Oskar Lafontaine will eine rot- grüne Koalition anstreben. Was haben Sie gegen die Bündnisgrünen?

Das eine ist die Bundesebene, das andere ist die Landesebene. Ich handle aus meinen Erfahrungen heraus. Die Grünen in Rheinland-Pfalz haben mit der jetzigen Besetzung eine beachtliche Oppositionsarbeit geleistet. Aber sie haben die Menschen, die bislang die Arbeit in Partei und Fraktion getragen haben, schlicht und einfach fast alle abgewählt. Die neuen handelnden Personen kenne ich fast alle nicht. Daneben muß man sehen, daß die Bündnisgrünen Anträge etwa zum Haushalt eingebracht haben, mit denen man in Rheinland-Pfalz nicht auskommen kann. Ich kann doch nicht, wie von den Grünen gefordet, zu 100 Prozent alle Straßenbaumittel aus dem Haushalt herausstreichen. Da müßten wir Brücken sperren und andere angefangene Projekte halbfertig in der Landschaft stehen lassen. Die Grünen müssen also noch einen ordentlichen Zahn zulegen, um als gesamtverantwortlich handelnde Partei gelten zu können.

Ihr Koalitionspartner FDP profiliert sich vor der Landtagswahl als Steuersenkungspartei, Stichwort: Solidaritätsabschlag.

Die FDP in Mainz will dem Land ja nicht in die Tasche greifen. Die Regierung hier wird einer Regelung, wie sie die Bundesregierung vorgeschlagen hat, nicht zustimmen – aus der Interessenlage des Landes heraus. Das würde Rheinland-Pfalz 280 Millionen Mark kosten. Das ist nicht tragbar. Und das werden wir so nicht mitmachen. Mit Herrn Lambsdorff würde ich nicht koalieren. Aber ich möchte nicht nur über Koalitionen spekulieren, denn ich hab' selbst etwas zu bieten. Koalitionen sind immer nur Bündnisse auf Zeit...
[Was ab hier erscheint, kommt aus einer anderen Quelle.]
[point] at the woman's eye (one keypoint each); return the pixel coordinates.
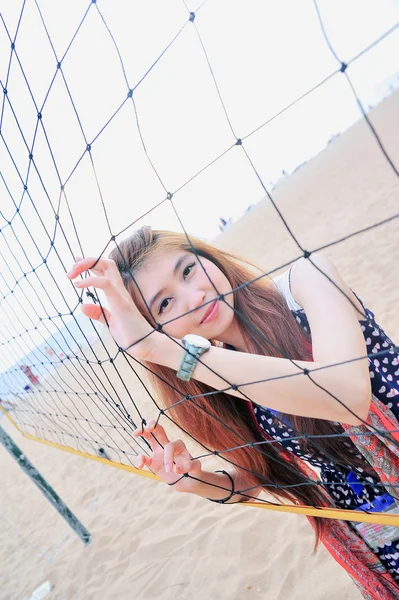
(164, 304)
(187, 270)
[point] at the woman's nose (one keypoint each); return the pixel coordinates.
(197, 299)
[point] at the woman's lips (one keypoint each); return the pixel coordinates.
(211, 312)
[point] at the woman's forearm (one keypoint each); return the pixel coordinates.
(217, 486)
(287, 390)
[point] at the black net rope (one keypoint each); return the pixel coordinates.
(87, 404)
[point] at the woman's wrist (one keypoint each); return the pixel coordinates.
(163, 350)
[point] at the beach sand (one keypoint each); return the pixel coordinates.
(150, 542)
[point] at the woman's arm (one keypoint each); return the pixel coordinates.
(336, 336)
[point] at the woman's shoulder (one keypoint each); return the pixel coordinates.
(283, 283)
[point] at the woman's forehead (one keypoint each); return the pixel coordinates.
(163, 261)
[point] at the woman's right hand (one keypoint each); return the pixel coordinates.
(169, 460)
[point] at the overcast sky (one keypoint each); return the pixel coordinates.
(264, 54)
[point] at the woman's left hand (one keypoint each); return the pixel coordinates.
(126, 324)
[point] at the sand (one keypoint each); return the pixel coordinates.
(150, 542)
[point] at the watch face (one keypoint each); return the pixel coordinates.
(197, 340)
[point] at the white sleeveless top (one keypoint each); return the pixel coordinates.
(282, 282)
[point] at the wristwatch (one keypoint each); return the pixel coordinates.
(195, 345)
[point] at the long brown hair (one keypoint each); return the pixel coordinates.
(220, 421)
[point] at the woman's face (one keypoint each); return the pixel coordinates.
(174, 283)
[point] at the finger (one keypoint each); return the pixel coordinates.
(143, 461)
(158, 432)
(185, 465)
(97, 313)
(100, 283)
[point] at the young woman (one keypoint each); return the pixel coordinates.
(263, 378)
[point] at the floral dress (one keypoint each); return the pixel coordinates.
(344, 486)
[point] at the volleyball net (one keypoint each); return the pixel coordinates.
(64, 380)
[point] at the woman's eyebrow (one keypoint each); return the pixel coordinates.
(179, 261)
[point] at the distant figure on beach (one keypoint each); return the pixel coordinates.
(30, 375)
(223, 225)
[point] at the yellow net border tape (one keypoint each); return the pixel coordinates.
(310, 511)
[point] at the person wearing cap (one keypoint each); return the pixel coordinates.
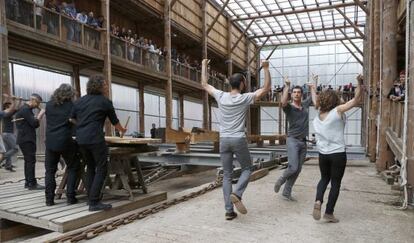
(26, 124)
(8, 136)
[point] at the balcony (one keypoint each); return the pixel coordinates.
(49, 33)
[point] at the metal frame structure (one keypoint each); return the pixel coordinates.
(287, 22)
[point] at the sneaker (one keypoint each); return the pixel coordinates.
(35, 187)
(289, 198)
(231, 216)
(71, 200)
(10, 169)
(99, 207)
(330, 218)
(317, 210)
(50, 203)
(277, 186)
(236, 200)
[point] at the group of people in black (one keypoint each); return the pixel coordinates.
(74, 131)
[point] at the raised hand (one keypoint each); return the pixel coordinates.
(287, 81)
(265, 64)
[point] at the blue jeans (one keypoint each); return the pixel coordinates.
(229, 147)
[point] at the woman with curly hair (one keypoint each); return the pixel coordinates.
(329, 127)
(59, 142)
(89, 114)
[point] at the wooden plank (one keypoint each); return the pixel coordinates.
(130, 140)
(394, 143)
(174, 136)
(23, 197)
(79, 220)
(207, 136)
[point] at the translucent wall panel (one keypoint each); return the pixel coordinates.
(28, 80)
(334, 65)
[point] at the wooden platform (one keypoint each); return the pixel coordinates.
(28, 207)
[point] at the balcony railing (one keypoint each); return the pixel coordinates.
(137, 54)
(54, 24)
(396, 120)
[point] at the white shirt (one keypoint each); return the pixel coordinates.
(330, 136)
(40, 3)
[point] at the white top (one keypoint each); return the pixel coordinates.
(330, 136)
(233, 111)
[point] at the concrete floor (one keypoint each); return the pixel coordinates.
(365, 207)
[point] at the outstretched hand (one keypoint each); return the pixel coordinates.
(287, 81)
(265, 64)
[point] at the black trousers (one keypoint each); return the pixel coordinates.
(96, 157)
(332, 167)
(72, 160)
(29, 155)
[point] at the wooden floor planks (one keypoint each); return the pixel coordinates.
(28, 207)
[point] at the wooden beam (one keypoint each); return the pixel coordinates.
(351, 23)
(310, 42)
(106, 52)
(353, 44)
(249, 88)
(204, 94)
(172, 2)
(141, 103)
(241, 36)
(389, 73)
(410, 111)
(352, 53)
(217, 16)
(304, 31)
(76, 80)
(167, 44)
(362, 6)
(229, 53)
(296, 11)
(257, 51)
(181, 110)
(267, 58)
(4, 53)
(375, 78)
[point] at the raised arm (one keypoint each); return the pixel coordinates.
(204, 77)
(355, 101)
(312, 87)
(285, 94)
(267, 85)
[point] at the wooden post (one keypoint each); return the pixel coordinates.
(229, 51)
(76, 80)
(141, 108)
(389, 73)
(206, 118)
(248, 88)
(4, 53)
(374, 78)
(167, 44)
(106, 52)
(181, 109)
(410, 124)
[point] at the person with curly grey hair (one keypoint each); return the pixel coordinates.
(329, 127)
(89, 114)
(59, 143)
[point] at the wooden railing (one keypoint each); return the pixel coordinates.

Falls die Wählerstimmen für eine Neuauflage der gelb-roten Koalition nicht reichen, werden Sie dann mit den Bündnisgrünen und mit der CDU verhandeln?

Eines sage ich ganz klar: Eine Große Koalition wird es in Rheinland-Pfalz nicht geben.

Wo setzen Sie die programmatischen Schwerpunkte für die kommende Legislaturperiode?

Zunächst einmal geht es um die Schaffung und Erhaltung von Arbeitsplätzen. Daneben haben wir große Anstrengungen zu unternehmen, um die Folgen der Konversion in den Griff zu bekommen. Da sind wir mehr betroffen als jedes andere Bundesland...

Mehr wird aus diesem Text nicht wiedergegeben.